The still young actress/singer Van Gent stands a few metres from Brother's block in her own tent, with her own band. They are supposed to play the song 'Papa was a Rolling Stone', but during the half-hour the performance lasts, it hardly comes off. That's how much Dorien has to say about her father who misschoen wanted to be a bum, but failed miserably.
Jonkvrouw
Actress Elsie de Brauw is the queen of vulnerability. For her, I went to a theatre in Vught where, in all her noble nobility, she recited a text of a lady from higher circles who, out of kindness, becomes a nurse in the trenches around Ypres in 1914. Erwin Mortier's text is beautiful, and even if it had not been beautiful, De Brauw would have made it beautiful.

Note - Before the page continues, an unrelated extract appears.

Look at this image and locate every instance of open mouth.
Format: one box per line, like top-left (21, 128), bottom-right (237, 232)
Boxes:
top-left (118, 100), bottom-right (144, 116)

The biggest discomfort, however, was in the distance the First World War created between neighbouring Netherlands and Belgium. The 'Great War' was something of a distant foreign country in the Netherlands. We mobilised and caught, not only the German Kaiser but also Belgian refugees, near Ede a million in fact, but that was about it.
Here, no families disappeared and changed forever, no fields of death where farmers were still ploughing up bombs and bones every day 100 years later. So Dutch audiences are still a little odd about an eyewitness account of that other war, and it was palpable. It only made Elsie de Brauw more vulnerable, and that was beautiful.